On the Nature of Defects in Liquid-Phase Exfoliated Graphene
M. V. Bracamonte, G. I. Lacconi, S. Urreta, L. E. F. Foa Torres

TL;DR
This paper investigates the types and locations of defects in liquid-phase exfoliated graphene, revealing defect accumulation in the bulk with longer sonication times, which impacts the quality of graphene dispersions.
Contribution
It provides new insights into defect formation and localization in liquid-phase exfoliated graphene, challenging the assumption of defect-free multilayers.
Findings
Defects are mainly at edges for short sonication times.
Bulk defects increase with sonication times above 2 hours.

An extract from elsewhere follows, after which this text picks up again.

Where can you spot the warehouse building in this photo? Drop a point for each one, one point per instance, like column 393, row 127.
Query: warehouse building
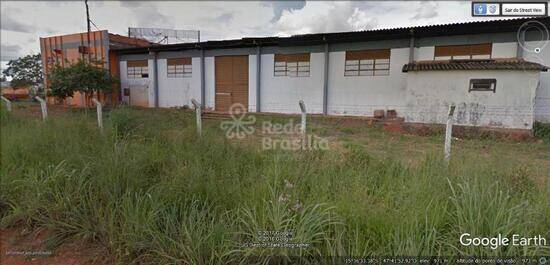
column 493, row 71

Defect localization depends on sonication duration.
Abstract
Liquid-phase exfoliation is one of the most promising routes for large scale production of multilayer graphene dispersions. These dispersions, which may be used in coatings, composites or paints, are believed to contain disorder-free graphene multilayers. Here we address the nature of defects in such samples obtained by liquid-phase exfoliation of graphite powder in N-methyl--2--pyrrolidone. Our Raman spectroscopy data challenges the assumption that these multilayers are free of bulk defects, revealing that defect localization strongly depends on the sonication time. For short ultrasound times, defects are located mainly at the layer edges but they turn out to build up in the bulk for ultrasonic times above 2 h. This knowledge may help to devise better strategies to achieve high-quality graphene dispersions.